A look at his previous writing shows that Carney criticized the first Indigenous-led commission against the residential schools program. In a review of the Royal Commission on Aboriginal Peoples, which laid the groundwork for many future reconciliation initiatives and inquiries. At the time, Carney criticized the report for ignoring what he called the positive contributions that came out of the school system.
He said as a result of the “Aboriginal perspective” which “dominates everything said in the report,” residential schools are “invariably cast in an unfavourable light.” He said that whenever the schools are mentioned, they are found “almost without exception” to have lacked the provision of acceptable care or education.
He said that often, the reason for a lack of funding in certain schools was the lack of financial support from Indigenous people themselves and that the objectives of the schools should not be cast as “wholly destructive or ill-intended.” He said the programs were “intended to help Native people to adjust to a changing environment.”
“The schools’ objectives, policies and practices are identified as a systematic strategy of cultural repression which was accompanied by an extraordinary amount of sexual, physical and emotional abuse,” Carney said of the report. “This is clearly a slanted account of these institutions, and therefore should be viewed cautiously because, to cite one of its problems, it tells only part of the story.”
To the claim that children were removed from their homes and placed under the care of strangers, Carney said the report “provided little evidence to support its conclusion.”
“It states that among the efforts made by church and government officials to recruit as many pupils as possible are those which proposed extraordinary measures to ensure that the maximum pupillages were achieved,” he said. “These included threats to cut the rations of recalcitrant parents, to suspend family allowances and to enforce severe penalties under the compulsory attendance sections of the Indian Act.
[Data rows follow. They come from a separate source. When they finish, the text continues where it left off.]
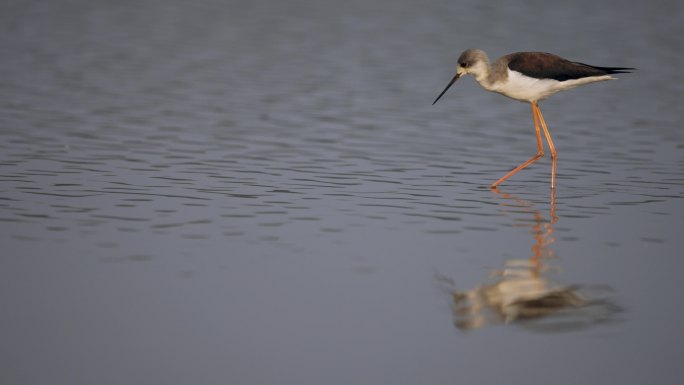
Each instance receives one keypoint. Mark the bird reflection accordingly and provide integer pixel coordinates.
(522, 292)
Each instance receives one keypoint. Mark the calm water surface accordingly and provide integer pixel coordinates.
(259, 192)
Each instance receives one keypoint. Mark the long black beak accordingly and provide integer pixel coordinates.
(447, 87)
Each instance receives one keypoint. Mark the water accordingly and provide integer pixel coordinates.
(260, 192)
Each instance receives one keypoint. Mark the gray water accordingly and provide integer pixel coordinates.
(259, 192)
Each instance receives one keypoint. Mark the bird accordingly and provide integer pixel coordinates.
(530, 77)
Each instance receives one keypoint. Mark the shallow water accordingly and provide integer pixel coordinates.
(260, 192)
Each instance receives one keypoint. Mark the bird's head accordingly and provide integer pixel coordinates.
(471, 61)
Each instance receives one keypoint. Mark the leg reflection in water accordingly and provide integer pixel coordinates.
(522, 291)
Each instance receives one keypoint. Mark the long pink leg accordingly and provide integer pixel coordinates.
(552, 148)
(536, 115)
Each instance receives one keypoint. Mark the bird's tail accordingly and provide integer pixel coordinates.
(615, 70)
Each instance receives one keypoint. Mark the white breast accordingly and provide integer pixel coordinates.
(524, 88)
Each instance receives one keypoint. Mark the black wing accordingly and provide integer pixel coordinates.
(543, 65)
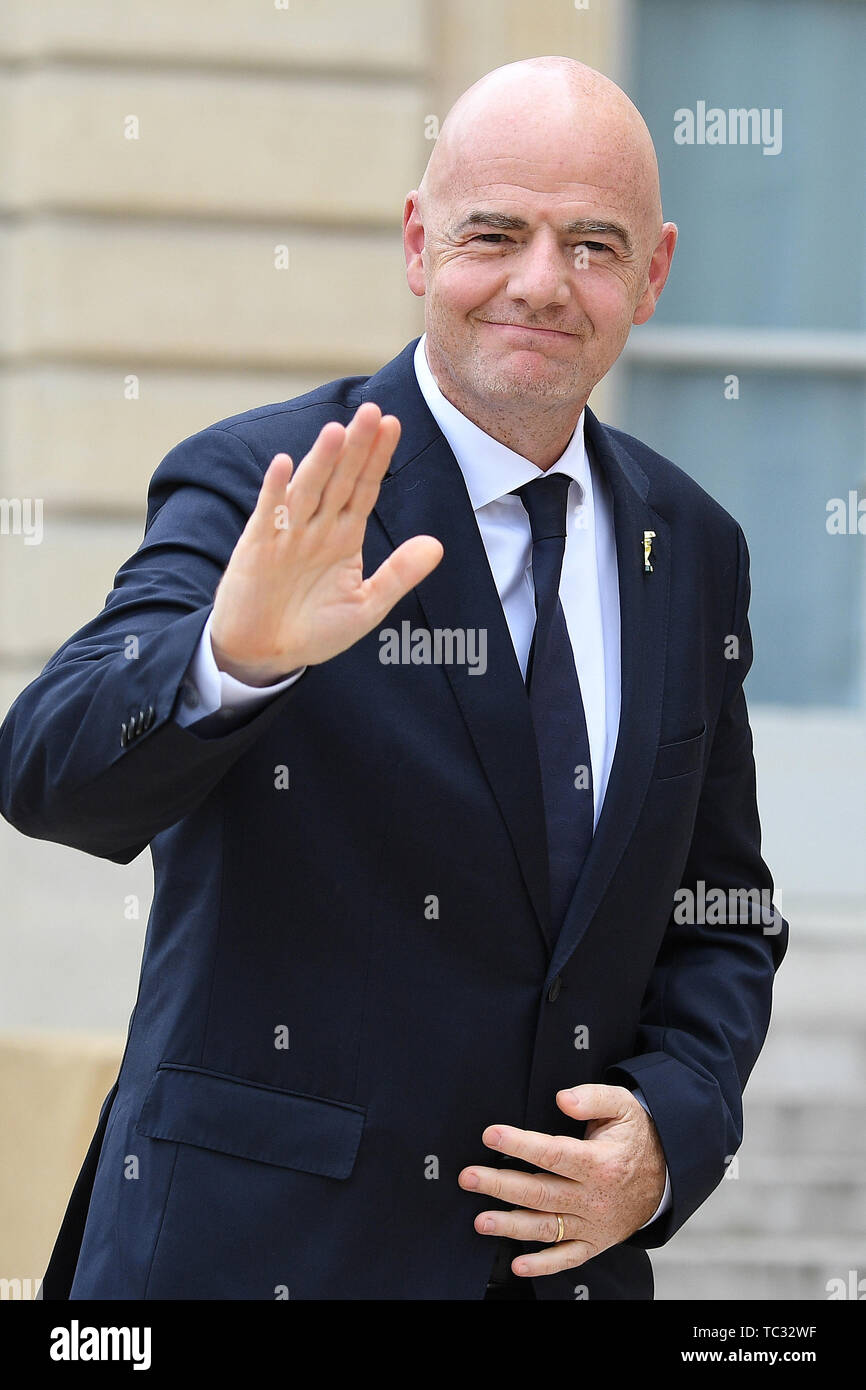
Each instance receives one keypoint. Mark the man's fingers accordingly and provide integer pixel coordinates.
(540, 1228)
(362, 437)
(597, 1102)
(410, 563)
(558, 1153)
(538, 1191)
(273, 494)
(569, 1254)
(521, 1223)
(370, 477)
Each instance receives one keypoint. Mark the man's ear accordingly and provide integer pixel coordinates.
(658, 273)
(413, 243)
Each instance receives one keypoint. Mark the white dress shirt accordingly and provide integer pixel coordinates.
(588, 585)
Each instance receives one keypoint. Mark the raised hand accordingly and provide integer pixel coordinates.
(293, 592)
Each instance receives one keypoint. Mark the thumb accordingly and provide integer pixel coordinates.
(595, 1102)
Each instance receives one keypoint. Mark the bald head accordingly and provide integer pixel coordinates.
(553, 117)
(537, 241)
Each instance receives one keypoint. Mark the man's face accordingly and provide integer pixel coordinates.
(533, 280)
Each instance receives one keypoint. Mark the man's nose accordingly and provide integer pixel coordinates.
(541, 274)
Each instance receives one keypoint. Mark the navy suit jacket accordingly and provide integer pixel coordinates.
(314, 1052)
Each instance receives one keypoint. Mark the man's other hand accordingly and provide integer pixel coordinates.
(603, 1186)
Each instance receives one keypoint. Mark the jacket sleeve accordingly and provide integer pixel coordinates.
(706, 1008)
(91, 755)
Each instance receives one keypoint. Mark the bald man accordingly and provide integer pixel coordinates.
(426, 692)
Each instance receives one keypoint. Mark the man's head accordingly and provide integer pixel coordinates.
(540, 209)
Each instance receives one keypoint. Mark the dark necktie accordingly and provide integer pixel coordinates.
(555, 698)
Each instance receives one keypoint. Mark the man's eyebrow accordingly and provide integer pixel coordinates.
(581, 227)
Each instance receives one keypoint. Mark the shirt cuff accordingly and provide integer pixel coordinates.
(666, 1197)
(206, 688)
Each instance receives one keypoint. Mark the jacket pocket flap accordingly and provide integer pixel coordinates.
(207, 1109)
(683, 756)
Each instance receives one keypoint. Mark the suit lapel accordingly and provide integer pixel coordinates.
(644, 613)
(424, 494)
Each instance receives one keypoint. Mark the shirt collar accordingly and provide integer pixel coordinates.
(491, 469)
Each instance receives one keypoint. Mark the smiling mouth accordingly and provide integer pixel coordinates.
(527, 328)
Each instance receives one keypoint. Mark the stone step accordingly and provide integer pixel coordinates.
(804, 1058)
(788, 1127)
(809, 1196)
(730, 1268)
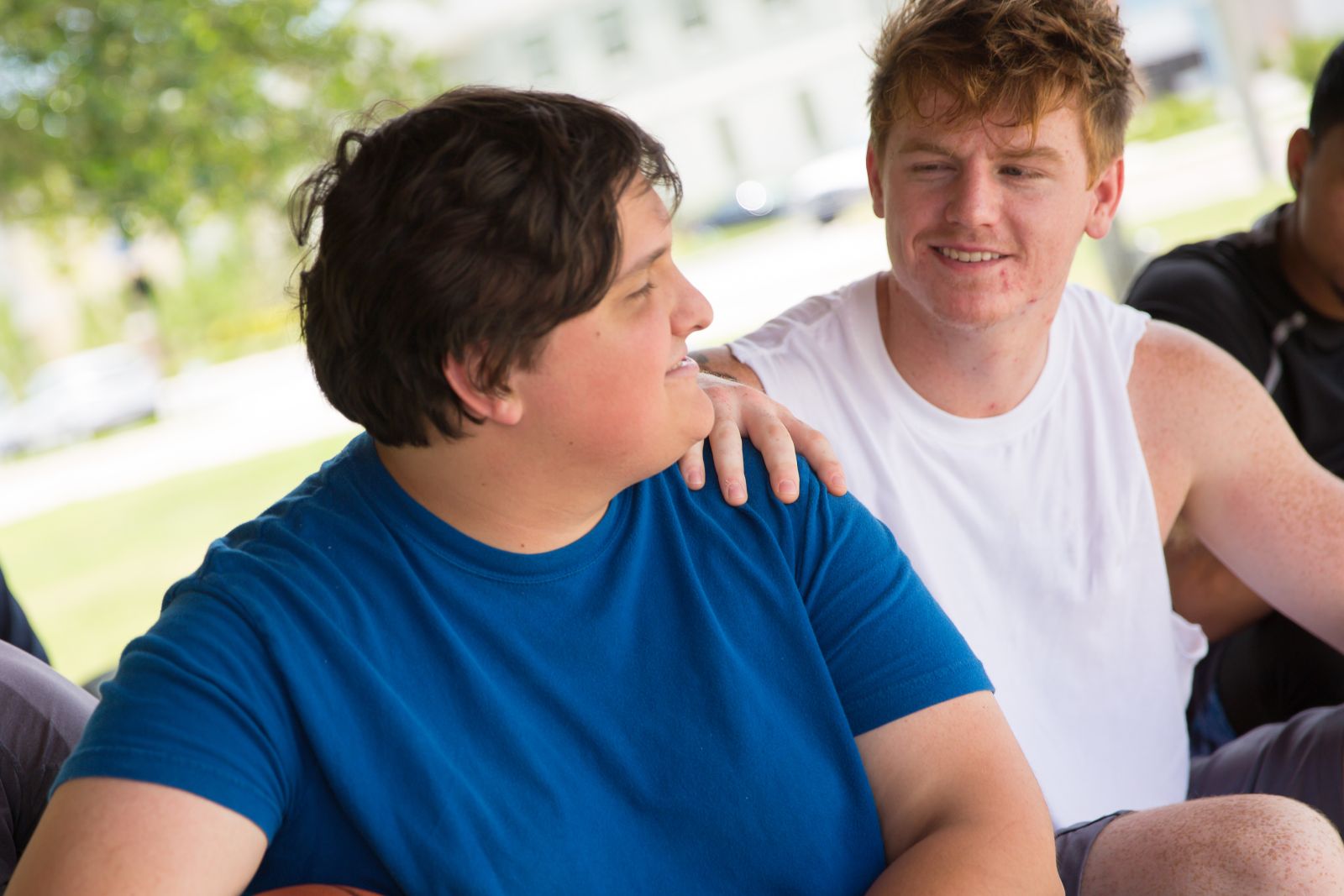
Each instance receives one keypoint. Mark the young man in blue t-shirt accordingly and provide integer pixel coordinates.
(495, 645)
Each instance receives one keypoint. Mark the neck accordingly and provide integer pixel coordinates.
(1307, 280)
(965, 371)
(491, 493)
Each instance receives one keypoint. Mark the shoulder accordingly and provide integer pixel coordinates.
(813, 322)
(1189, 396)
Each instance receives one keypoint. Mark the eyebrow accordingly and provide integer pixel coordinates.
(642, 264)
(1047, 154)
Evidence is seldom presented to substantiate statements that such draconian measures were a matter of course.”
Last year NDP MP Leah Gazan put forward a bill, Bill C-413, to criminalize anyone who publishes content which “wilfully promotes hatred against Indigenous peoples by condoning, denying, downplaying or justifying the Indian residential school system in Canada or by misrepresenting facts relating to it is guilty of an of an indictable offence.”
The comments by Carney’s father would likely fall under the bill if it passed and he had expressed these views today.
A spokesperson for the former Liberal Justice Minister Arif Virani told True North at the time that Virani was grateful to Gazan for “raising an important issue and looked forward to reviewing the bill in parliament.
The spokesperson also told True North that Virani found the Independent Special Interlocutor Kimberly Murray’s report, which advocated for the criminalization of “residential school denialism,” a “critical” legal framework to preserve and protect the rights of residential school students and their families.